CN111560035A - A kind of method that utilizes dimethyl ether to extract phosphoric acid ester in algal mud - Google Patents

Abstract

The invention relates to a method for extracting phosphate ester from algae mud by using dimethyl ether, which comprises the steps of placing algae mud formed after blue algae are fished in a reaction kettle, converting DME into liquid by an air pressure pump, and adjusting the polarity of the DME to be consistent with that of phosphate ester by adjusting reaction parameters of the reaction kettle, so as to dissolve the phosphate ester. Performing solid-liquid separation on the mixture, wherein the solid phase is dehydrated algae mud, the water content is reduced to 40 percent, and the subsequent landfill incineration requirement is met; separating the obtained liquid phase product, converting liquid DME into a gas state through normal temperature and reduced pressure, collecting and recycling, wherein the residual liquid phase product is rich in phosphate, and further extracting phosphorus element, thereby achieving the purposes of algae mud reduction and resource utilization.

Description

A kind of method that utilizes dimethyl ether to extract phosphoric acid ester in algal mud

technical field

The invention belongs to the field of resources and environment, and in particular relates to a method for extracting phosphorus elements by dissolving phosphate ester in algal slime by utilizing the dissolving properties of dimethyl ether (DME) for organic matter.

Background technique

Cyanobacteria are aquatic organisms that are divided into four categories: Basketballalgae; Oscillatoriasp; Nostoc; Seaweed.

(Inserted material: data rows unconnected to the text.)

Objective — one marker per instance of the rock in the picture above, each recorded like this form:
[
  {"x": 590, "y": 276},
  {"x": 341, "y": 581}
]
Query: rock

When the lake water is seriously polluted by organic pollutants, and the nitrogen and phosphorus content exceeds the standard and is in a state of heavy eutrophication, and then encounters suitable temperature (the temperature is around 18 °C) and other conditions, cyanobacteria may explode and grow wildly. Spirulina is actually green in color, and a large number of floating algae cover the water surface like a sticky "green paint". Experts have given it a beautiful name - cyanobacteria bloom. When cyanobacteria erupt, the dissolved oxygen in the water is consumed by cyanobacteria, and other aquatic organisms such as fish die due to lack of oxygen, and the water body not only changes its color, but also smells bad. For a long time, the lake lost its function and became a dead lake. The basic guiding ideology of cyanobacteria management is: control the input of exogenous nutrients as much as possible; reduce the load of endogenous nutrients; emergency algae removal before and after hydration outbreaks. At present, the main emergency treatment method for cyanobacteria in my country is cyanobacteria salvage. The salvaged cyanobacteria enter the algal water separation station, and form algal sludge after flocculation and dehydration. nutrients such as phosphorus. At present, the commonly used algal sludge disposal methods are landfill, composting, fermentation and drying.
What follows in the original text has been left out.